UN experts on Tuesday said individuals in Yemeni government and coalition forces conducted attacks in Yemen that may amount to war crimes.
“The Group of Experts have reasonable grounds to believe that individuals in the Government of Yemen and the coalition may have conducted attacks in violation of the principles of distinction, proportionality andprecaution that may amount to war crimes,” said a 41-page report issued by the UN experts, which was mandated by United Nations Human Rights Council.
Yemen has been wracked by conflict since 2014, when Shia Houthi rebels overran much of the country.
The conflict escalated one year later when Saudi Arabia and its allies launched a wide-ranging military campaign aimed at rolling back Houthi gains in Yemen.
Riyadh accuses the rebel group of serving as a proxy force for Iran, Saudi Arabia’s arch-foe in the region.
“Individuals in the Government of Yemen and the coalition, including Saudi Arabia and the United Arab Emirates, and in the de facto authorities have committed acts that may, subject to determination by an independent and competent court, amount to international crimes,” the report said.
The coalition airstrikes caused “most direct civilian casualties after hitting residential areas, markets, funerals, weddings, detention facilities, civilian boats and medical facilities.”

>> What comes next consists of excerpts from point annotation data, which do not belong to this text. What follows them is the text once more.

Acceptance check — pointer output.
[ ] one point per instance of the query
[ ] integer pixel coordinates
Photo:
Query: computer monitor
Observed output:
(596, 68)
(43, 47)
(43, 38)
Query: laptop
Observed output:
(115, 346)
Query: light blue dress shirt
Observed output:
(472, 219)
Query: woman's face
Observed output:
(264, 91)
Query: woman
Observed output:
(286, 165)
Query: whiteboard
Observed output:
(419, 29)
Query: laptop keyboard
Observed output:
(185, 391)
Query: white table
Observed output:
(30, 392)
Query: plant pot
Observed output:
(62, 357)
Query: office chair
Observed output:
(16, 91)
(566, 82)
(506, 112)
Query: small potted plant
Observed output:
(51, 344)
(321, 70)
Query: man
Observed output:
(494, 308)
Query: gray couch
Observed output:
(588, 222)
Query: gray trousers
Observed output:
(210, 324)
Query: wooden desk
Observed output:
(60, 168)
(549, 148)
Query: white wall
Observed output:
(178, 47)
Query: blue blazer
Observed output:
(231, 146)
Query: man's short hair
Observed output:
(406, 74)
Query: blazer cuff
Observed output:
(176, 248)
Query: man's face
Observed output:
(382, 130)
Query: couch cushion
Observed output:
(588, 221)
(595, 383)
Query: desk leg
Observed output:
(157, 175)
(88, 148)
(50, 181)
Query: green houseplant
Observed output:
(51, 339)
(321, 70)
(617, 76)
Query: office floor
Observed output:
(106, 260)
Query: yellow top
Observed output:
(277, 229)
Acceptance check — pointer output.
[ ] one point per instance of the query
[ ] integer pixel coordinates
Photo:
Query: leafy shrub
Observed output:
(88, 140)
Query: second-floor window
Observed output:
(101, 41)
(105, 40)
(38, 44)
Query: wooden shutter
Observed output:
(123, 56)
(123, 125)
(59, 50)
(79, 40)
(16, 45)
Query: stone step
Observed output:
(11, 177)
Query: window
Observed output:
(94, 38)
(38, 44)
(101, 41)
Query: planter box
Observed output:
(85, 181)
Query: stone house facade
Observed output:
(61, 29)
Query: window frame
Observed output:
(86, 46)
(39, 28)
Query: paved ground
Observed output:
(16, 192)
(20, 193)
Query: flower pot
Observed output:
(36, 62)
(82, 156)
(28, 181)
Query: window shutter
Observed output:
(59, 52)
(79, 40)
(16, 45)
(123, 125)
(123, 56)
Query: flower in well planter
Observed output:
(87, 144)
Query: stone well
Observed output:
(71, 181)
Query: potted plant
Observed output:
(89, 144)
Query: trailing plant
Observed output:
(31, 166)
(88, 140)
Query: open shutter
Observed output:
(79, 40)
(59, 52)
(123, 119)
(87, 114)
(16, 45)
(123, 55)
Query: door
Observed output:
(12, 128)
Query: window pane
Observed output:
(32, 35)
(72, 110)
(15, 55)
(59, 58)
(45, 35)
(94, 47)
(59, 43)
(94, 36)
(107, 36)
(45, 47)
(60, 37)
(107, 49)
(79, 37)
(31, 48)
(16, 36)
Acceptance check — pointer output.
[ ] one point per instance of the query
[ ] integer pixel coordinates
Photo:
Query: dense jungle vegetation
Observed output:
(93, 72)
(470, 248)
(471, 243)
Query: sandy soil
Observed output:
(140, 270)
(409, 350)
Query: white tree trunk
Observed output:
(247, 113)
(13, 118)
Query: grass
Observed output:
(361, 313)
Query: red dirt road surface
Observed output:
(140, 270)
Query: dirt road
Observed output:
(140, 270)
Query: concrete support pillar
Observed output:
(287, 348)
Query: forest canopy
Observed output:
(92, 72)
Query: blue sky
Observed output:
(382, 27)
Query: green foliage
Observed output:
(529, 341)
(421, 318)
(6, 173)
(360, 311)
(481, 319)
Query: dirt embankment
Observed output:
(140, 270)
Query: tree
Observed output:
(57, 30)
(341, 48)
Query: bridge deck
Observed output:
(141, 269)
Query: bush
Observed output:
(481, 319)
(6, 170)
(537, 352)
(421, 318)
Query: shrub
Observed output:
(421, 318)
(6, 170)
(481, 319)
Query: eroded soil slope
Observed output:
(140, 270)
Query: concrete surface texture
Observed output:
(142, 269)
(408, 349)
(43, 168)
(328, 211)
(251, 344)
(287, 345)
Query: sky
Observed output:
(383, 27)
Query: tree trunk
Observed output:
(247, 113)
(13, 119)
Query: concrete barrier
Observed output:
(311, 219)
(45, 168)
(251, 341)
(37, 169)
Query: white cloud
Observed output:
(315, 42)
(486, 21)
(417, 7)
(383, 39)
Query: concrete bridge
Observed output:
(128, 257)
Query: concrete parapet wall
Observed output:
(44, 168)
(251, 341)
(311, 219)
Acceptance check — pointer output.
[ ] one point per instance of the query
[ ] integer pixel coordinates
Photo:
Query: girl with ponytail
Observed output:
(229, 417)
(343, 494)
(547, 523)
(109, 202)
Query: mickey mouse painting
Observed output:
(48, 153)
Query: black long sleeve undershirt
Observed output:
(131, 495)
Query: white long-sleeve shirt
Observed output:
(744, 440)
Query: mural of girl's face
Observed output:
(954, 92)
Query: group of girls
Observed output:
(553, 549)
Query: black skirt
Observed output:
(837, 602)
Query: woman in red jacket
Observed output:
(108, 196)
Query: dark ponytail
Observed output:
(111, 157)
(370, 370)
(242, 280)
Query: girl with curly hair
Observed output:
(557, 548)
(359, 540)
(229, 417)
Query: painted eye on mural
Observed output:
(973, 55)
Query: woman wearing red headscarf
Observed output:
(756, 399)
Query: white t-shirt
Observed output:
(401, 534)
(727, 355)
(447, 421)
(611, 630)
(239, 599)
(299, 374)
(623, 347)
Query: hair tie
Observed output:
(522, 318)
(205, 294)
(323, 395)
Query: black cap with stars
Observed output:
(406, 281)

"Parties to the armed conflict have perpetrated, and continue to perpetrate, violations and crimes under international law," it added.
Some 6,660 civilians were killed and 10,563 injured in Yemeni conflict since March 2015, the UN Human Rights Office said and warned that the real figures are likely to be “significantly higher."
The report also highlighted the crimes of Houthi forces, including killing of civilians and child recruitment.
"I call upon the Government of Yemen to investigate and prosecute violations that amount to crimes by their nationals and armed forces," said Kamel Jendoubi, the chairman of the Group of International and Regional Eminent Experts on Yemen.